# Knowledge and Data 2018: Second practical assignment 
## Manipulate local and external RDF Data 

Your name: Laura Went

Your VUNetID: lwt480 (studentNr.: 2570654)

If you do not provide your name and VUNetID we will not accept your submission. 

### Learning objectives

At the end of this exercise you should be able to perform some simple manipulations of RDF Data using the rdflib library. You should be able to 

1. add and retrieve information from a local RDF database
2. represent RDF data in other formats, such as the .dot format for graph visualisation
3. retrieve information from an RDF database created from Web Data
4. query information from the Web with SPARQL


### Practicalities

Follow this Notebook step-by-step. 

Of course, you can do the exercises in any Programming Editor of your liking. 
But you do not have to. Feel free to simply write code in the Notebook. When 
everything is filled in and works, safe the Notebook and submit it 
as a Jupyter Notebook, i.e. with an ipynb extension. Please use as name of the 
Notebook your studentID+Assignment2.ipynb.  

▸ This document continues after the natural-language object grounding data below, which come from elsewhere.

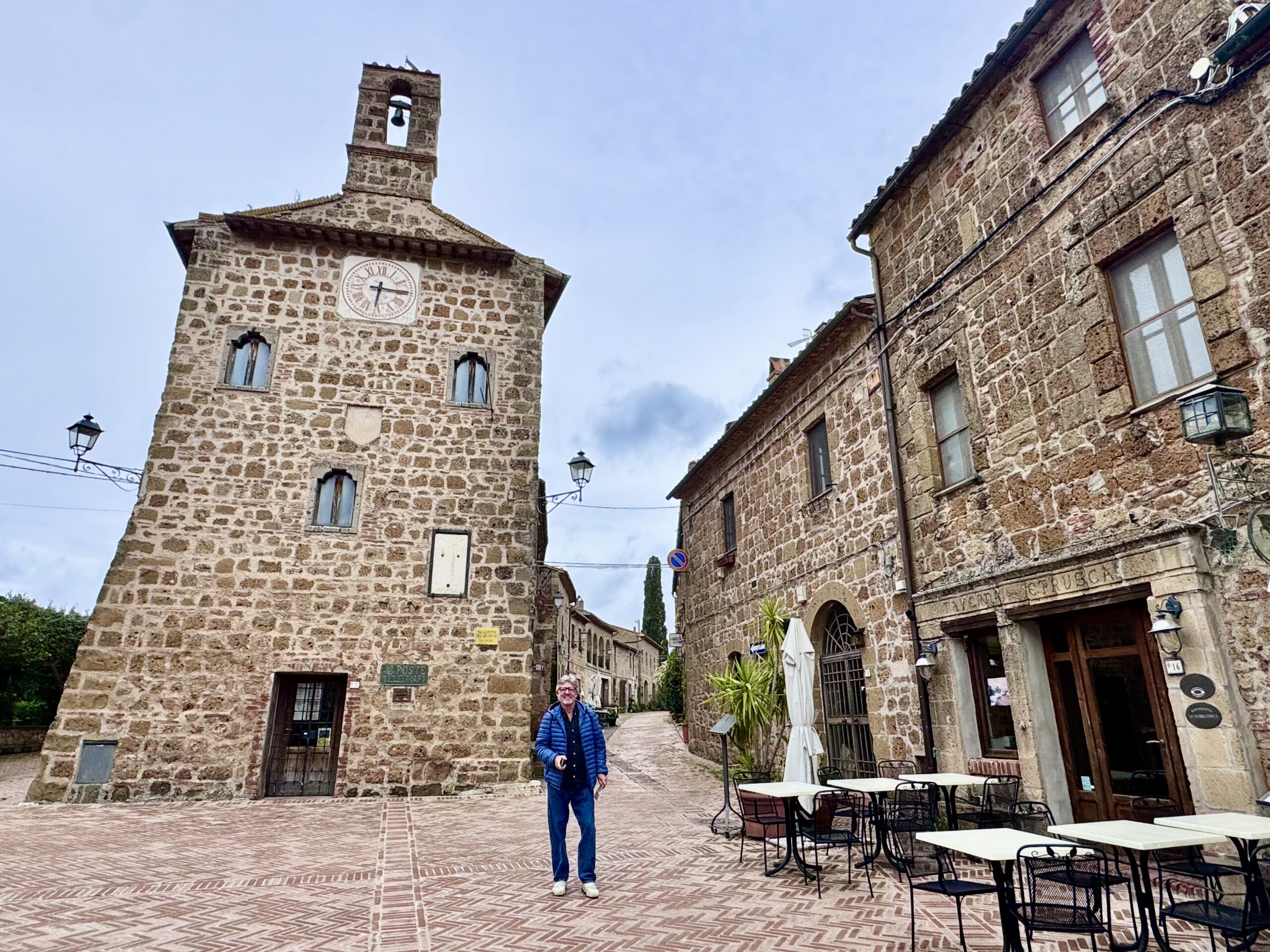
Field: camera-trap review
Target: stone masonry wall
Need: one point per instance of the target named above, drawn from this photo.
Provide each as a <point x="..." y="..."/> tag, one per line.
<point x="836" y="546"/>
<point x="219" y="583"/>
<point x="1065" y="459"/>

Other than in courses dedicated to programming we will not evaluate the style
of the programs. But we will test your programs on other data than we provide, 
and your program should give the correct answers to those test-data as well. 

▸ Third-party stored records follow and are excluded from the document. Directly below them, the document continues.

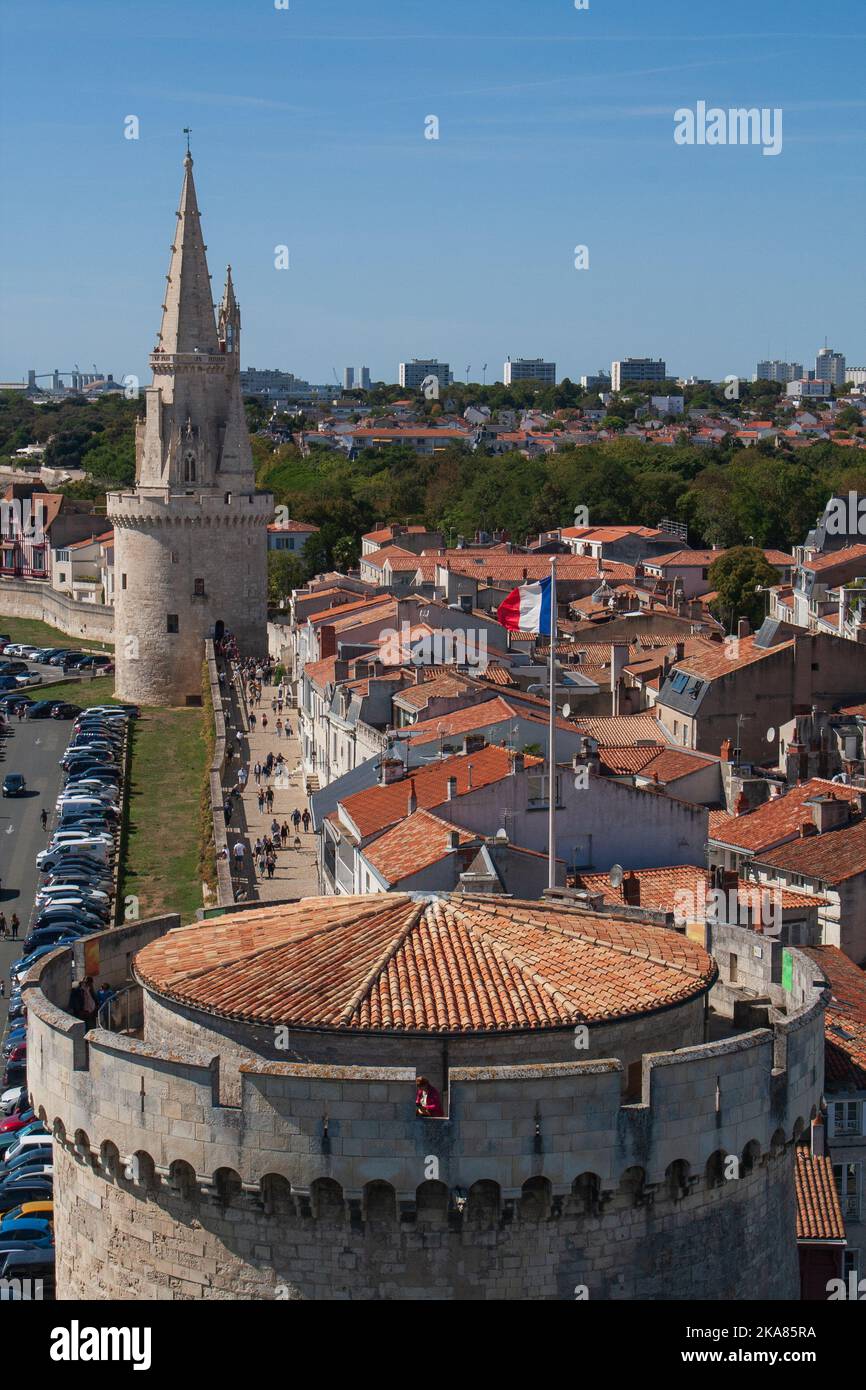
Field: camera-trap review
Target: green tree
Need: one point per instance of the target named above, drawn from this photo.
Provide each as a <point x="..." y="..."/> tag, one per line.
<point x="285" y="573"/>
<point x="737" y="576"/>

## Exercises related to local RDF

This first cell will open a file 'example-from-slide.ttl' using the rdflib library. The first Practical Assignment should have taught you that manipulating symbols as strings is a major pain. Programming libraries, such as rdflib, help you with mess once and for all, by parsing the files, creating appropriate datastructures (Graph()) and providing useful functions (such as serialize(), save() and much more. Check the website of rdflib http://rdflib.readthedocs.io/: this library does most of the hard work for you. 

In [3]:
from rdflib import Graph, RDF, Namespace, Literal, URIRef

g = Graph()

EX = Namespace('http://example.com/kad2017/')
g.bind('ex',EX)

def serialize():
    # g.serialize() returns a byte string (b'...')
    # .decode() is parsing the byte string into a python3 string
    print(g.serialize(format='turtle').decode("utf-8"))

def save(filename):
    with open(filename, 'w') as f:
        g.serialize(f, format='turtle')
        
def load(filename):
    with open(filename, 'r') as f:
        g.load(f, format='turtle')   

The file 'example-from-slides.ttl' formalises the knowledge base from the slides from Module 1, and a bit more. 

Here is how it looks when you load it into your program and serialise it with rdflib in turtle. 

In [4]:
load('example-from-slides.ttl')
serialize()

@prefix dbo: <http://dbpedia.org/ontology/> .
@prefix dbr: <http://dbpedia.org/resource/> .
@prefix ex: <http://example.com/kad2017/> .
@prefix rdf: <http://www.w3.org/1999/02/22-rdf-syntax-ns#> .
@prefix rdfs: <http://www.w3.org/2000/01/rdf-schema#> .
@prefix xml: <http://www.w3.org/XML/1998/namespace> .
@prefix xsd: <http://www.w3.org/2001/XMLSchema#> .

ex:Germany a ex:EuropeanCountry .

ex:Netherlands a ex:Country ;
    ex:has_Capital ex:Amsterdam ;
    ex:has_Name "TheNetherlands" ;
    ex:neighbours ex:Belgium .

ex:hasCapital rdfs:range ex:Capital ;
    rdfs:subPropertyOf ex:containsCity .

ex:Amsterdam a ex:Capital .

ex:Belgium a ex:Country .

ex:EuropeanCountry rdfs:subClassOf ex:Country .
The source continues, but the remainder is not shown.